Researchers at Peter Mac have a keen interest in peptide radiolabelling for the development of tracers based on amino acids, and have been interested in accessing a dual reactor synthesis platform for some time.  Dr Peter Roselt says, “While such a platform is desirable for safe and reliable peptide radiolabelling, what excites us most about the FlexLAB is the ability to perform sophisticated HPLC purification on radiolabelled molecules arising from both reactors.

“As a result of further consultation with CRCBID partners and iPHASE Technologies, we are now looking to tailor this unit to meet some of the particular challenges peptide and protein labelling present.”

The FlexLAB prototype has been undergoing testing by ANSTO scientists Naomi Wyatt and Maxine Grant since December 2010, and they have been pleased to have the opportunity of working with the unit.  “I like the set up,” says Naomi Watt.  “We can do everything that we have done in the past, but now it is all in the one system.  And it is easy to clean.”  She also values the system’s capacity to enable the automated sequence to be stepped through.

  image courtesy ANSTO

“Its safety is also really important,” says Maxine Grant (pictured above).  “And it has been great to be able to do separate purification steps with an HPLC system, and then do the second reaction without the need for manual intervention.”

Mr Stan Poniger, Director of iPHASE Technologies, says that one of the biggest challenges in developing FlexLAB was the requirement for two full synthesizers that would only occupy the space of one.  “But we made it work. We’ve developed some custom-made parts resulting in a reliable, inert unit that is compact in form.”
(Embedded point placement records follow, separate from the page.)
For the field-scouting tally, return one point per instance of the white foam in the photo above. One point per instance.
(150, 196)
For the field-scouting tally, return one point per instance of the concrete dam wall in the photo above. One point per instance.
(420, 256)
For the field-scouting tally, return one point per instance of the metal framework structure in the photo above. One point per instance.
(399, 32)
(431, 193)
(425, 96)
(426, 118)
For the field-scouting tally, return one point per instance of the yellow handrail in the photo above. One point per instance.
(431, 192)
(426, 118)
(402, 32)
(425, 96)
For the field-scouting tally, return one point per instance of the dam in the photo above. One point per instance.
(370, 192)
Based on user feedback from the prototype FlexLAB, Mr Poniger says that refinements will be made to the system’s software.  “We’re also looking at how to make FlexLAB easier to manufacture, and improve the ergonomic layout of the components for routine use and also maintenance purposes.”
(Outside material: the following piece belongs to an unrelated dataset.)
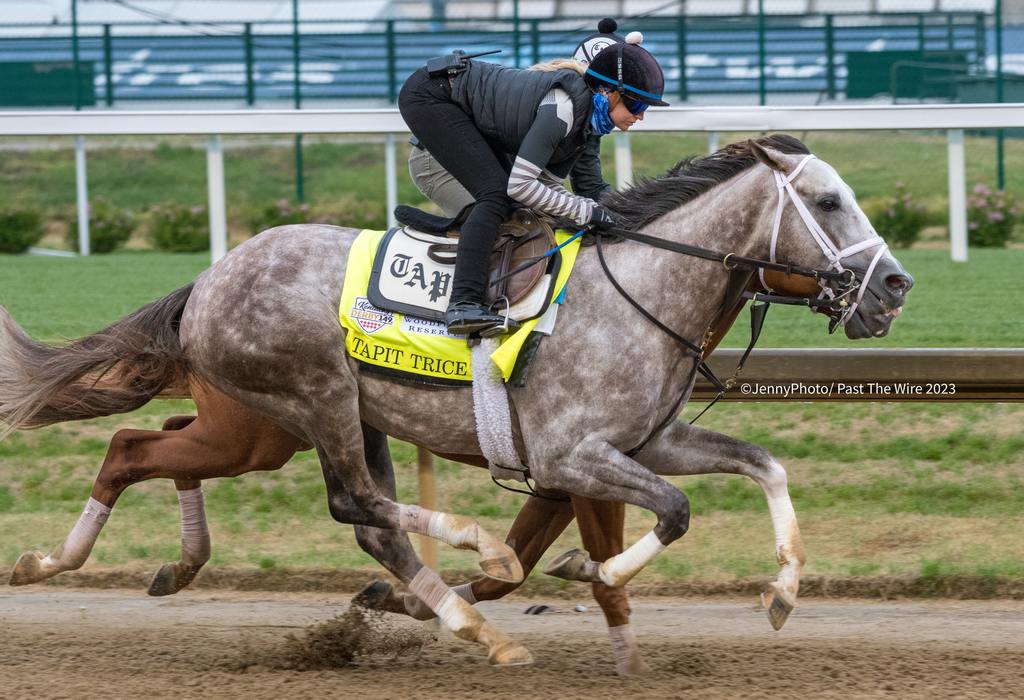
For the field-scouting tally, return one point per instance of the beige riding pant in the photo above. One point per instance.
(436, 183)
“To see the development of a new product resulting from this CRCBID project is particularly rewarding,” says Greg Santamaria, Director of Cyclotek (Aust) Pty Ltd. “It’s results-driven research at its best, due to our researchers engaging proactively in the development process.  We were able to generate a product because they needed to solve a chemistry synthesis problem in one of the novel tracers being developed in CRCBID. As a result, we’ve now got a product that can be reproduced and manufactured here in Australia.  The system is to be used for synthesis of three new tracers within our radiopharmaceutical research stream – the glutamine research, our alternate melanoma molecule, and the work being done on duramycin.”

Overseas development of PET tracers has advanced significantly in recent years, not only within the commercial sphere but also within hospital and research institutions.  Providing a single, compact unit for synthesising tracers will broaden the research scope even further, and is therefore a very valuable tool.

“There is evidence that international markets are moving to adopting dual step reactors such as this one,” says David Krenus, Managing Director of Cyclotek (Aust) Pty Ltd.  “We will be looking to promote this product overseas in the coming months.”